When you purchase the assets of a business, you must allocate the purchase price. It is advantageous to allocate the purchase price to items which provide the higher write off. For example, only 50% of the goodwill in Canada can be amortized at 7% per annum whereas allocation to a fixed asset will provide 100% write off at possibly a faster depreciation rate. Often, buyers and sellers do not record the allocation of the purchase price in the purchase and sales agreement. They will allocate it after the purchase of the business has closed. Rarely have I seen buyers and sellers agree to an asset allocation after the transaction has closed. Canada Revenue Agency wants both buyer and seller to treat the purchase and sales agreement the same. They do not want the seller to record goodwill and the buyer to record fixed assets. If Canada Revenue Agency audits the purchase and sales agreement and finds that buyers and sellers did not treat the sale the same way, they will amend one or both tax returns and charge interest on any deficient tax payments.
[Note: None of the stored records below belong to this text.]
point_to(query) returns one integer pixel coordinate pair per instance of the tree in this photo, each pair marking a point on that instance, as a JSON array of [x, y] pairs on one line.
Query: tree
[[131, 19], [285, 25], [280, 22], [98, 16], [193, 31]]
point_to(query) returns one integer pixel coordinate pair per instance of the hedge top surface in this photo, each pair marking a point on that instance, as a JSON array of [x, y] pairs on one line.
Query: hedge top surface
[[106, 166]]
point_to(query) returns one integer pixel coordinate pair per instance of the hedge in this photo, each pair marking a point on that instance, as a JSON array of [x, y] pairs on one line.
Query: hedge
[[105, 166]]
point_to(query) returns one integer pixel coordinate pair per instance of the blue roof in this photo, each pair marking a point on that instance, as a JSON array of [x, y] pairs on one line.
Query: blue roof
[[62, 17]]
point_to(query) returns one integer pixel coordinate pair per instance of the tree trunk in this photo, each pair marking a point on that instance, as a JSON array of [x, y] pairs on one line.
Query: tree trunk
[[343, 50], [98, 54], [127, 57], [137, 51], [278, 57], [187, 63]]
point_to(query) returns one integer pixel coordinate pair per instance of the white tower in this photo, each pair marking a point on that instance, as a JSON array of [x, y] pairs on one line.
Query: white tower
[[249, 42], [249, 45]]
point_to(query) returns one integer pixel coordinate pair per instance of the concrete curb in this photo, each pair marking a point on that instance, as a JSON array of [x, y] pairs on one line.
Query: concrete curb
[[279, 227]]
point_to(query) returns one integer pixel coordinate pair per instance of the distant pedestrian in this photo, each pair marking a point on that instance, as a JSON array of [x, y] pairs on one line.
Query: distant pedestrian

Keep in mind, the allocation to certain assets may be advantageous to the buyer and detrimental to the seller. If there is real estate involved and the seller has owned it for many years, they will have to pay tax on the recaptured depreciation. If the asset is owned for a long time, the amount of tax can be substantial. Buyers want to allocate to assets which yield the greatest tax savings and sellers want to allocate to assets which yield the lowest amount of tax.
In order to avoid tax problems with Canada Revenue and the IRA make sure you come to an agreement on the allocation of assets because it is easier to get agreement prior to the closing of the purchase and sales agreement then.